Disclosure: This post may include affiliate links, which help to support this site. However, all opinions expressed are 100% my own.

This post will be a little more personal in nature.  Recently I went shopping with my 25 year old son, who is getting ready to embark on the grand adventure of marriage.  Together we visited the jewelry stores.  He was hoping to find the perfect engagement ring to give to his soon to be fiance (we were pretty sure she would say yes) and I was there to negotiate the best price.  Finding the perfect ring we discuss the price.  Once we get the price the store was ready to accept we now have to find out the best way to pay for this item.

Like many college students (he graduates this December as he worked full time his way through college) he didn’t have the amount saved because every penny counts.  Having never had any credit since his car was paid for (thank you grandma and grandpa), as was his housing and other expenses we thought now would be a good time to begin to build it.  After all the cost of the ring was not that bad and it would be a good way to get started on the way to responsible credit use. Getting his bonuses over the next six months and each of them could pay for the expense, he decided to fill out the application.  After all, who knows a few years from now the next thing I hope to help him find is a new house (somewhere closer than 1900 miles away).

“I’m sorry, you weren’t approved,” the salesperson tells us.  Crushed, he quickly becomes curious, and asked to see the denial.

Lesson no. 1 If denied credit always ask to see the written response, you may be surprised.

The denial says he has unpaid credit card bills and outstanding credit (not outstanding as in really good either!).  But how can this be he asks.  Other than his monthly cell phone bill he has not had any credit cards, no monthly payments.  Not even student loans, because although he took one out his first year they are deferral because he is in school.   “Mom!

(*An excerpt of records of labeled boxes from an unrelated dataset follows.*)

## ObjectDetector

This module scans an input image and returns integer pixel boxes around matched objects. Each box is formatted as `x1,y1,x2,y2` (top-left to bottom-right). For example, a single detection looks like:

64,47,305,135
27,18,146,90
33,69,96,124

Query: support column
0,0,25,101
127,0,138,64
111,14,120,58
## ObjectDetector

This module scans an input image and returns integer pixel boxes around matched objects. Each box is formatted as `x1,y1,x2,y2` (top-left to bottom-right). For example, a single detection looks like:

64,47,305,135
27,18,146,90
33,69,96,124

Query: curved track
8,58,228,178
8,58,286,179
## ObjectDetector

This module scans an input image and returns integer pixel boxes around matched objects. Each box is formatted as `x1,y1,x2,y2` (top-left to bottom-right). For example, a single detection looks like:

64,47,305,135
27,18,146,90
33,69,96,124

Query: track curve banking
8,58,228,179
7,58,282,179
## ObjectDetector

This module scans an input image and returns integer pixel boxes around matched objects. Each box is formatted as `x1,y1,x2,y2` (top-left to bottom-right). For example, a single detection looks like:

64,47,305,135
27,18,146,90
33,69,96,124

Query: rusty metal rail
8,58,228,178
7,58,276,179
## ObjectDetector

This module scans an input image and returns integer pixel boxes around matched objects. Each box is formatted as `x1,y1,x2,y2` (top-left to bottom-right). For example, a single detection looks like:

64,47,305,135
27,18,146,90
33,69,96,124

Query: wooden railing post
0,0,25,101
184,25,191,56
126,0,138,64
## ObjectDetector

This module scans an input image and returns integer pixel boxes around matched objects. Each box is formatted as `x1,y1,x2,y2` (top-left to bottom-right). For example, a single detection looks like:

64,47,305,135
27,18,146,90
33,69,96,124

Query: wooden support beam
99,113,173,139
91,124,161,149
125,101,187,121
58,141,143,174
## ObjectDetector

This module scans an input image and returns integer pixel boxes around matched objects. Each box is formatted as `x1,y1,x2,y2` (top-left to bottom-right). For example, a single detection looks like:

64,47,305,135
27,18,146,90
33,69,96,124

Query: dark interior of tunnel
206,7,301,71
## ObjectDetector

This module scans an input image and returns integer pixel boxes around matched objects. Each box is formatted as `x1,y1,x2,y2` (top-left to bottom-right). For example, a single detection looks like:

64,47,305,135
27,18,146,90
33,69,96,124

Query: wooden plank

What do I do?”

Lesson no. 2 Run your credit report immediately.  He can start with his free credit report, but considering these circumstances he may want to use a service like CreditSesame because they also offer additional services to help him stay on top of his credit rating.

We ran his credit report and now the work really begins.   It’s time to clean it up.  There are a number of different problems with it, from fraudulent use of his name, Social Security Number, creation of a new identity using his old address and of course the big problem, unpaid items of credit, whether it was a fast cash item or credit card.   “How did this happen?” he wonders.

Lesson no. 3 It can happen a number of ways from old mail, credit card offers in the mail, his Social Security Number used at the college or even a so called friend or roommate which had access to his information.  Stolen wallets, filled out forms, responding to spam messages, there are a whole number of different ways that this happens.  Maybe he was just unlucky.  Most identity theft takes bits and pieces of the true to create a “new you.”  That’s where this gets messy.

What can you do?  Now it’s time to take action.  Either file a dispute through the credit monitoring service that you are using or grab some pen and paper and do it the old fashioned way.   Either way you need to contact the credit reporting agencies with the information that is incorrect, correct it and include any proof that you may be able to provide.

Lesson. no 4 Some say you can file with just one agency and that all the information will be sent to all three.  However, to be safe I recommended that my son send the information to each of them if he didn’t want to file it online.

Here are some sample letters to use when filing your dispute.

Should you take the snail mail route here are the mailing addresses for each of the three reporting agencies.

P.O. Box 6790
Fullerton, CA 92834

P.O. Box 9530
Allen, TX 75013

P.O. Box 740241
Atlanta, GA 30374

Remember mistakes can be made on anyone’s credit report but it has been reported that identity theft is on the rise for college students, so pass this information on to them so that they know what to do.